Insilico pharmacokinetic prediction tools indicated that the majority of the compounds exhibited high gastrointestinal absorption. Compounds such as β-caryophyllene and vanillin derivatives were found to be non-substrates of P-glycoprotein and demonstrated no major CYP450 inhibition risks, suggesting low potential for pharmacokinetic drug interactions. Furthermore, the skin permeability coefficients ranged from −2.74 to −9.79 cm/s, denoting their suitability for non-invasive formulations. Lipophilic compounds like squalene and stigmasterol showed limited water solubility but retained sufficient predicted GI absorption. Glucaric acid and mannitol, while highly soluble, may require formulation adjustments to overcome permeability limitations. Toxicity screening revealed that most compounds were non-mutagenic and non-cytotoxic. However, neurotoxicity, cardiotoxicity, and immunotoxicity were predicted for squalene and stigmasterol (with probabilities > 0.85), raising caution for dose selection and necessitating further invivo toxicological evaluation. Despite these risks, both compounds shared a favorable LD50 value (1190 mg/kg), indicating moderate acute toxicity consistent with OECD Class IV classification. Additionally, vanillin derivatives and β-caryophyllene showed relatively benign toxicity profiles, coupled with high bioavailability and acceptable binding affinity, underscoring their promise as safer alternatives for antiviral development. The fraction of sp3-hybridized carbons (CsP₃), a metric of molecular complexity and 3D character, was favorable (≥0.4) for the majority of compounds, suggesting improved target specificity and reduced promiscuity. The most rigid compounds (e.g., glucaric acid with 0 rotatable bonds) may offer metabolic stability, while flexible structures like squalene may better adapt to protein pockets, enhancing binding interactions. Topological polar surface area (TPSA) values below 90 Ų, as seen in compounds like β-caryophyllene, stigmasterol, and squalene, correlate with effective passive absorption and blood-brain barrier exclusion. In contrast, higher TPSA compounds may be more suitable for systemic immune modulation.

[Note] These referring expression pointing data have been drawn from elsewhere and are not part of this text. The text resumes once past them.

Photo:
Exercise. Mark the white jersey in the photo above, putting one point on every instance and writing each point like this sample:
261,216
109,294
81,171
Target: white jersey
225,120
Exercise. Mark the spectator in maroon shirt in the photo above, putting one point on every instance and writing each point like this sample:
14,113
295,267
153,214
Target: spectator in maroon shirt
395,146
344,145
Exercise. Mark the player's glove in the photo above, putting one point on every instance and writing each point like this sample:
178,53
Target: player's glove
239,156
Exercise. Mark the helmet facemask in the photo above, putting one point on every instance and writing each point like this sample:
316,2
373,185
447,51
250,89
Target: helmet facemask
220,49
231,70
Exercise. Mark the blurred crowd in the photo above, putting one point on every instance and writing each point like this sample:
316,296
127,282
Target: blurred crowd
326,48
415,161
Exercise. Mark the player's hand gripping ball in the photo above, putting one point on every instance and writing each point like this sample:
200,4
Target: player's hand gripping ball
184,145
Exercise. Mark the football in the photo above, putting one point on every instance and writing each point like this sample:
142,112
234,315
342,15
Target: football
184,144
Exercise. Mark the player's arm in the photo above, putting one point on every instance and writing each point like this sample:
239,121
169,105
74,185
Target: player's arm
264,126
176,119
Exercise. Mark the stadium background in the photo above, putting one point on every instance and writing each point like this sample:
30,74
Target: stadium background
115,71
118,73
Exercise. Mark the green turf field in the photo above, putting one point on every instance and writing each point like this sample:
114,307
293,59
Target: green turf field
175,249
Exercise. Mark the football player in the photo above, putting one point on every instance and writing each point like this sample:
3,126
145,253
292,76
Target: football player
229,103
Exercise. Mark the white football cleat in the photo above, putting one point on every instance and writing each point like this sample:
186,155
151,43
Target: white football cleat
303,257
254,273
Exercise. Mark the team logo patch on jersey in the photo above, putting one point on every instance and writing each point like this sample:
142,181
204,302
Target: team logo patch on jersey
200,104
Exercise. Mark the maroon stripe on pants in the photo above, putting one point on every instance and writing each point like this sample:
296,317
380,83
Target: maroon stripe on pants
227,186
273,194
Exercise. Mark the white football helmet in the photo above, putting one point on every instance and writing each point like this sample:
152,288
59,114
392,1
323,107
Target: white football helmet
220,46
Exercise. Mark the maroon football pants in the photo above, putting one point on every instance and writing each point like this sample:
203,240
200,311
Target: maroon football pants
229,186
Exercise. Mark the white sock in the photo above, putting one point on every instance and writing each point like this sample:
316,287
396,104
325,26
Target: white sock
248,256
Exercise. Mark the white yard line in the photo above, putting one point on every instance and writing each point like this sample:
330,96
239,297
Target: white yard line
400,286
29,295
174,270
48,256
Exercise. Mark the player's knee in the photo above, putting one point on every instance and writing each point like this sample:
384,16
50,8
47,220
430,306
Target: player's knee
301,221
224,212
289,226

Acyclovir, a reference antiviral compound included in the study, showed moderate physicochemical compatibility and docking scores, validating the predictive strength of the insilico approach. When compared, β-caryophyllene and vanillin derivatives showed competitive or superior pharmacokinetic and safety profiles, highlighting their potential as antiviral scaffolds. Through reverse docking and structural bioinformatics, the selected spice-derived compounds were further mapped to their putative genetic targets including viral RNA polymerase and host immune mediators. These interactions provide molecular basis for future transcriptomic or proteomic validation studies and offer insight into multi-target drug action.